Kondisi
ruang gua yang sempit, sirkulasi udara terbatas, dan banyak dihuni kelelawar
menyebabkan udara dalam gua menjadi rendah oksigen (hypoxia), tinggi
karbon dioksida (hypercapnic), dan tinggi gas amonia (Baudinette et al.
1994). Keadaan ini kurang menguntungkan bagi hewan gua karena: 1) kurangnya
oksigen dapat menyebabkan respirasi terhambat (Guyton 1995); 2) tingginya
karbon dioksida dapat menyebabkan afinitas hemoglobin pada oksigen
menurun (Guyton 1995); dan 3) tingginya konsentrasi gas amonia (NH3) dapat
menyebabkan gangguan metabolisme, iritasi epitel organ pernapasan serta
gangguan fisiologi saraf (Hutabarat et al. 2000). Oleh karena itu, agar
dapat bertahan hidup dalam gua, kelelawar harus beradaptasi pada keadaan
tersebut. Hal ini sesuai dengan pendapat Alikodra (2010) bahwa untuk bertahan
hidup dan berkembang dalam suatu habitat, hewan harus mengembangkan strategi,
diantaranya strategi adaptasi pada habitat.
Hasil
penelitian Baudinette et al. (1994) di Afrika Selatan membuktikan bahwa kelelawar
Miniopterus schreibersii (Vespertilionidae: Microchiroptera) dapat hidup
pada gua dengan kondisi udara rendah oksigen (hypoxic) dan tinggi karbon
dioksida (hypercapnic). Jumlah populasi kelelawar yang besar pada gua
tersebut menyebabkan oksigen yang digunakan untuk respirasi lebih besar
dibandingkan oksigen yang masuk ke dalam gua. Sebaliknya karbon diokasida yang
dihasilkan dari proses respirasi menambah jumlah karbon dioksida yang
terperangkap di dalam gua (Baudinette et
al. 1994).
Suyanto
(2001) menjelaskan bahwa kelelawar juga dapat bertahan hidup pada gua dengan
kandungan amonia tinggi. Penelitian Sridhar et al. (2006) mendapatkan urin dan feses (guano)

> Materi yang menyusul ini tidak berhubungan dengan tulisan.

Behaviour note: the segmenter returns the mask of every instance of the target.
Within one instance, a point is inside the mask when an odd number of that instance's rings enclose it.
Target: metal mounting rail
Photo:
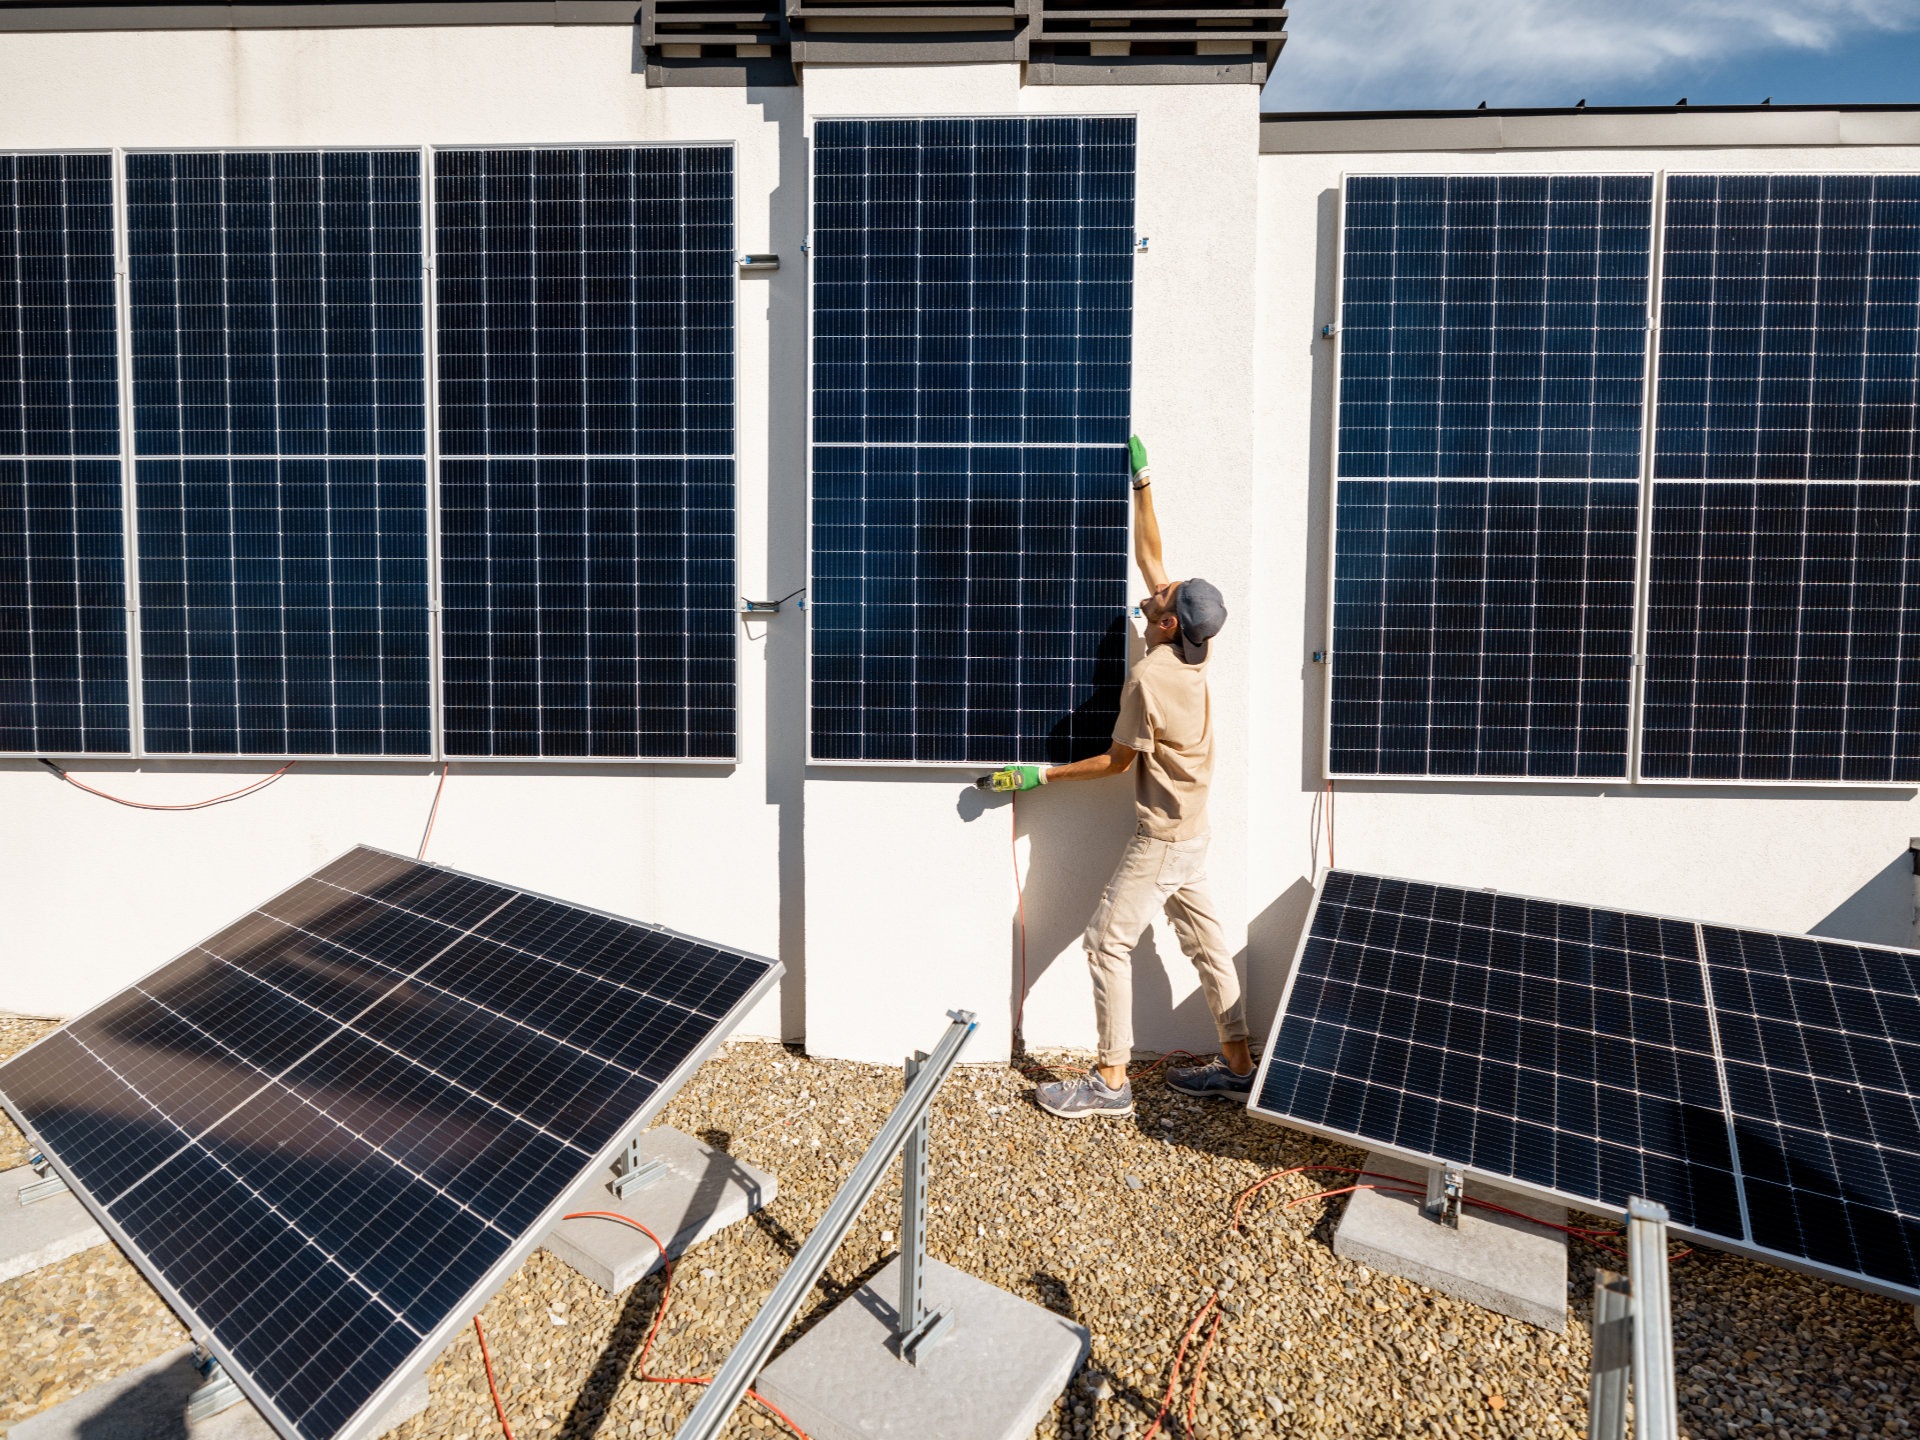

kelelawar Hipposideros speoris (Hipposideridae: Microchiroptera) tersusun
atas 5.7 ± 1.5% nitrogen (N) berbentuk amonia (NH3). Amonia tersebut
merupakan hasil katabolisme protein. Amonia dalam guano dapat menguap menjadi
gas bercampur dengan komponen udara lainnya. Hal ini menyebabkan kandungan
amonia udara meningkat tajam (Shidar et
al. 2006). Hutabarat (2000) melakukan penelitian pada karyawan
pabrik lateks yang terkena paparan amonia sebesar 500 ppm sampai 600 ppm selama
60 hari. Hasil penelitian menunjukkan karyawan yang terkena paparan amonia
mengalami gejala sebagai berikut: tenggorokan kering (80%); jalan pernapasan
kering (73.3%); mata perih (66.67%); batuk (53.3%); dan pingsan (6.67%). Kelelawar
gua dapat bertahan pada kandungan amonia udara mencapai 5000 ppm, sedangkan
manusia hanya mampu bertahan pada kandungan amonia udara maksimum sebesar 100
ppm (Suyanto 2001).
Penelitian
tentang strategi adaptasi kelelawar
yang bersarang di gua dengan kondisi dingin dan lembap pernah dilakukan oleh
Baudinette et al. (2000)
di Australia. Hasil penelitian menunjukkan laju respirasi kelelawar Macroderma
gigas (Megadermatidae: Microchiroptera) dan Rhinonycteris aurantias (Hipposideridae:
Microchiroptera) menyesuaikan dengan suhu dan kelembapan udara dalam gua. Pada
saat kondisi udara kering dan dingin (kelembapan <60% dan suhu <5.6oC)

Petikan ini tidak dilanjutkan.